CHANGE IN Y/CHANGE IN X
What is polynomial linear regression?
It is used when there is nonlinear relationship between the predictor and response variable (when data points form a curve)
Y = β0+ β1X + β2X2+ … + βhXh+ ε
In this equation,his referred to as the degreeof the polynomial.
What are advantages of polynomial regression?
- Polynomial provides the best approximation of the relationship between the dependent and independent variable.
- A Broad range of function can be fit under it.
- Polynomial basically fits a wide range of curvature.
What are disadvantages of polynomial regression?
- The presence of one or two outliers in the data can seriously affect the results of the nonlinear analysis.
- These are too sensitive to the outliers.
- In addition, there are unfortunately fewer model validation tools for the detection of outliers in nonlinear regression than there are for linear regression.
- Also more complex models are prone to overfitting
What is continous uniform distribution?
symmetric probability distribution where all outcomes have an equal likelihood of occurring
How to draw samples from uniform distribution?
stats.uniform.rvs(0, 1, size=100):
generates 100 random samples from uniform distribution
loc = 0 (sets lower bound)
scale = 1 (sets range of distribution)
so samples are drawn from interval (0,1)
What is binomial distribution?
probability of outcome being either success or failure
How to generate random variables from binomial distribution?

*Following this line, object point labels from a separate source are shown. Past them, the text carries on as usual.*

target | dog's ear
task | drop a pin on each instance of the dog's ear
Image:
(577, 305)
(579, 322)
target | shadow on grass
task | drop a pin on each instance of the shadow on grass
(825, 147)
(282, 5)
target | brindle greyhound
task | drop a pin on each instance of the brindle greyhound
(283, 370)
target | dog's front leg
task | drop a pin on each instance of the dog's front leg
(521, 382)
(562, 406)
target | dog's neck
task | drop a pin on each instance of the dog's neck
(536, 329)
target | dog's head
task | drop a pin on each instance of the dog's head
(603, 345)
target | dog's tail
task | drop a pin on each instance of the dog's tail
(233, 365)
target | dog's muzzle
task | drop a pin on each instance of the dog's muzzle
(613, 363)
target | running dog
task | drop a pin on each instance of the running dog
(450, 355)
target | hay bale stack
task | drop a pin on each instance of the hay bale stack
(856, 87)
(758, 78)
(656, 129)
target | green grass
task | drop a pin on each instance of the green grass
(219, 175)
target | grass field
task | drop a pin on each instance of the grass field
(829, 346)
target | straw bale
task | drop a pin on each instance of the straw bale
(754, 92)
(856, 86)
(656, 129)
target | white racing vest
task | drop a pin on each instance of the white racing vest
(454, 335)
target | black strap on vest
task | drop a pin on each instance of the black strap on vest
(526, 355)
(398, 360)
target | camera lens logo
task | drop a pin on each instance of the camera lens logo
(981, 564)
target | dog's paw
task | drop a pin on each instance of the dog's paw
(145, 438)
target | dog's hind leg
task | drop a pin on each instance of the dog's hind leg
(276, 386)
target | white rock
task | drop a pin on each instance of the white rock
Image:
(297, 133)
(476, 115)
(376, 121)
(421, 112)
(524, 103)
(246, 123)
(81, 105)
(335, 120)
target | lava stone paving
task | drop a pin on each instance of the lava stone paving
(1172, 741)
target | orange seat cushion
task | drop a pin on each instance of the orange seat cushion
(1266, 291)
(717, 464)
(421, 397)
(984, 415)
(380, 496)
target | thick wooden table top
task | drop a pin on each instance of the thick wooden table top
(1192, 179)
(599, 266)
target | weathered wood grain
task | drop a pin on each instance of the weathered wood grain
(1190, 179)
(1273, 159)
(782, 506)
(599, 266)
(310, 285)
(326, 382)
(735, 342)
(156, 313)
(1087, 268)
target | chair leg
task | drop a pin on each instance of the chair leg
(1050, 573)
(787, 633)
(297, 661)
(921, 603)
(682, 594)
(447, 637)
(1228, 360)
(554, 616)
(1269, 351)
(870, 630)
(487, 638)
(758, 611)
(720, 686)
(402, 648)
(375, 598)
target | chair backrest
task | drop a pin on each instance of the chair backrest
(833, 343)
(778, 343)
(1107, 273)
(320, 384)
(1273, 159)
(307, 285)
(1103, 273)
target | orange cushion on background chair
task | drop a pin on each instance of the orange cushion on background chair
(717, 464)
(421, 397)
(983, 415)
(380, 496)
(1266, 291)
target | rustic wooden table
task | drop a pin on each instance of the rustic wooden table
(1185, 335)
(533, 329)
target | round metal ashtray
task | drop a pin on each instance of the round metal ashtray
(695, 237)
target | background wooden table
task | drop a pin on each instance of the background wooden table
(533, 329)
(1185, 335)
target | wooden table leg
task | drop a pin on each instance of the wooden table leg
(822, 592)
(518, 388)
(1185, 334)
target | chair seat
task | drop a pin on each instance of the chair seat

stats.binom.rvs(n=1, p=0.5, size=100)
n - number of trials
p - probability of success
size - number of random variables
What is normal distribution?
data are symmetrically distributed; bell-shaped - most values clustering around central region
mean = median = mode
How to generate random samples from normal distribution in Pyton?
stats.norm.rvs(loc=0, scale=1, size=100)
loc = mean
scale = standard deviation
size = number of random samples to generate
OR
np.random.normal (loc=0, scale=1, size=100)
What does function stats.norm.cdf?
Cumulative Distribution Function
area under the curve
For a normal distribution, the CDF at a point x gives the area under the probability density function (PDF) curve to the left of x. This area corresponds to the probability that a randomly selected value from the distribution is less than or equal to x.
What does function stats.norm.pdf?
Probability Density Function
The PDF of a continuous random variable gives the relative likelihood of the random variable taking on a specific value.
It is height of the curve
What is stats.norm.ppf?
Percent Point Function
inverse cdf!
given the probability of numbers smaller than x, what is x?
How to generate random samples from exponential distirbution?
stats.expon.rvs